The U.S. Department of Transportation told Congress it opposes a Senate bill that would require new rules prohibiting airline fees that are not “reasonable and proportional,” along with many other new consumer protections that the administration deems “unnecessary and wasteful,” according to a letter seen on Friday by Reuters.
The U.S. House in April passed a bill to reauthorize the Federal Aviation Administration by a 393-to-13 vote. It now moves to the Senate, which could take up the issue as early as next month. The Senate Commerce Committee in July 2017 passed a version of legislation to extend the FAA.

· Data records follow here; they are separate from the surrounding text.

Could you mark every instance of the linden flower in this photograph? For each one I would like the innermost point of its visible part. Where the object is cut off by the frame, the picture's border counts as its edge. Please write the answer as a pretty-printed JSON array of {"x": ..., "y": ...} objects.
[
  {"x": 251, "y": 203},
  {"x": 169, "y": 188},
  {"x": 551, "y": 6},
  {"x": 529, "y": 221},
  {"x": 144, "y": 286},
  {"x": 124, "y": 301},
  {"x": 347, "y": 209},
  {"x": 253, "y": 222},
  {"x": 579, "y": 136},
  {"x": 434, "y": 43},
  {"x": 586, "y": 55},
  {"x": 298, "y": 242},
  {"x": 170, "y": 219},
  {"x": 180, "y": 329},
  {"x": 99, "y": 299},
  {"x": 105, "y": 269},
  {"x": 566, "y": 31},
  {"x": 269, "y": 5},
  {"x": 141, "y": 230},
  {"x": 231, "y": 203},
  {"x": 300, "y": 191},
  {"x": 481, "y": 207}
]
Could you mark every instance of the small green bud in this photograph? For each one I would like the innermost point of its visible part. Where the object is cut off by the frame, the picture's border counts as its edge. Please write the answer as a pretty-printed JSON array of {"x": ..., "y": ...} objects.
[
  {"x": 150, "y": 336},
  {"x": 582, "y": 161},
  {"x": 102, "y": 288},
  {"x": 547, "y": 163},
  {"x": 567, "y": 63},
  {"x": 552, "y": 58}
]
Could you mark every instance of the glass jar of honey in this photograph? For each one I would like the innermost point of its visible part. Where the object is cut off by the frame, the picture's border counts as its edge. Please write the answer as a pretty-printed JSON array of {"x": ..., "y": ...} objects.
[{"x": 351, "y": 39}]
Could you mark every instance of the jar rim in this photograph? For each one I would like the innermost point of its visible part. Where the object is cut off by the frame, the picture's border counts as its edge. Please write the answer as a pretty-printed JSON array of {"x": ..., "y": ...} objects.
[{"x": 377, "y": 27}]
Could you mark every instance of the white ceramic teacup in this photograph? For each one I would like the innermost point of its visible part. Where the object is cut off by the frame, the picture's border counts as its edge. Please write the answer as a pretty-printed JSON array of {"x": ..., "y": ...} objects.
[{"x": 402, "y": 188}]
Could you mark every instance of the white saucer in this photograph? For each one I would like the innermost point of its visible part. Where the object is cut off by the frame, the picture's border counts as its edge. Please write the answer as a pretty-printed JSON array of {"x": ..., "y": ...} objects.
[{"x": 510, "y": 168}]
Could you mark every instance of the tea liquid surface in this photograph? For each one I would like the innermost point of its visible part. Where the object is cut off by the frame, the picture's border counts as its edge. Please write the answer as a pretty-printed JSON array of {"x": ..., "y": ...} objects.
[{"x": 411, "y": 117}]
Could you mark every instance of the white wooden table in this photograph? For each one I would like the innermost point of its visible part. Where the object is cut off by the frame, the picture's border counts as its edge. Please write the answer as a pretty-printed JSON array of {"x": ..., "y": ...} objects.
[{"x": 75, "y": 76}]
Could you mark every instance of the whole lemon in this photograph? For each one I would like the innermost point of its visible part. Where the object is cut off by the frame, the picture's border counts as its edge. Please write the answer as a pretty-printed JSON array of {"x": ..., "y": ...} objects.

The DOT said the Senate airline fee provision requiring rules barring “unreasonable” cancellation, baggage, seat selection and same-day change fees would mark a return to the pre-1978 era before airline deregulation.
The bill said the government must review whether fees are “disproportionate to the costs incurred by the air carrier.”
U.S. airlines’ revenues from baggage and reservation change fees increased from $5.7 billion in 2010 to $7.5 billion in 2017. Other fees are not reported to regulators.
The letter said both bills have a number of consumer mandates that are “unnecessary and wasteful” and “would constitute significant regulatory overreach.”
The Trump administration called provisions that would bar airlines from denying seats to passengers who have already checked in or were cleared by the gate attendant to board “objectionable” because it would make it more difficult or prohibit airlines from continuing the practice “of overselling their scheduled flights to compensate for ‘no shows.’”
The letter suggested a passenger could need to be involuntarily bumped for a federal air marshal.
The proposals were prompted by outrage following the forcible removal in April 2017 of a United passenger from his seat in Chicago. United has since banned the practice.
The top Democrat on the Senate Commerce Committee, Bill Nelson, said the letter “reads more like something written by the airlines instead of the government watchdog that’s supposed to be protecting consumers.”
Both bills would require the department to issue regulations permanently banning mobile phone calls onboard planes. The letter called that “problematic,” noting that the Federal Communications Commission has not approved regulations to permit calls.
Reporting by David Shepardson; Editing by Dan Grebler
The provision “represents a giant step backwards, presents a risk of even wider re-regulation of the airline industry, and ultimately would harm air carriers and consumers alike,” the DOT’s deputy general counsel, James Owens, said in the May 23 letter.
Airlines for America, an airline trade group representing United Airlines Inc, American Airlines Group Inc, Southwest Airlines Co and others, said previously the provision would result in “government-mandated price controls” and should be rejected. The House bill does not have the provision.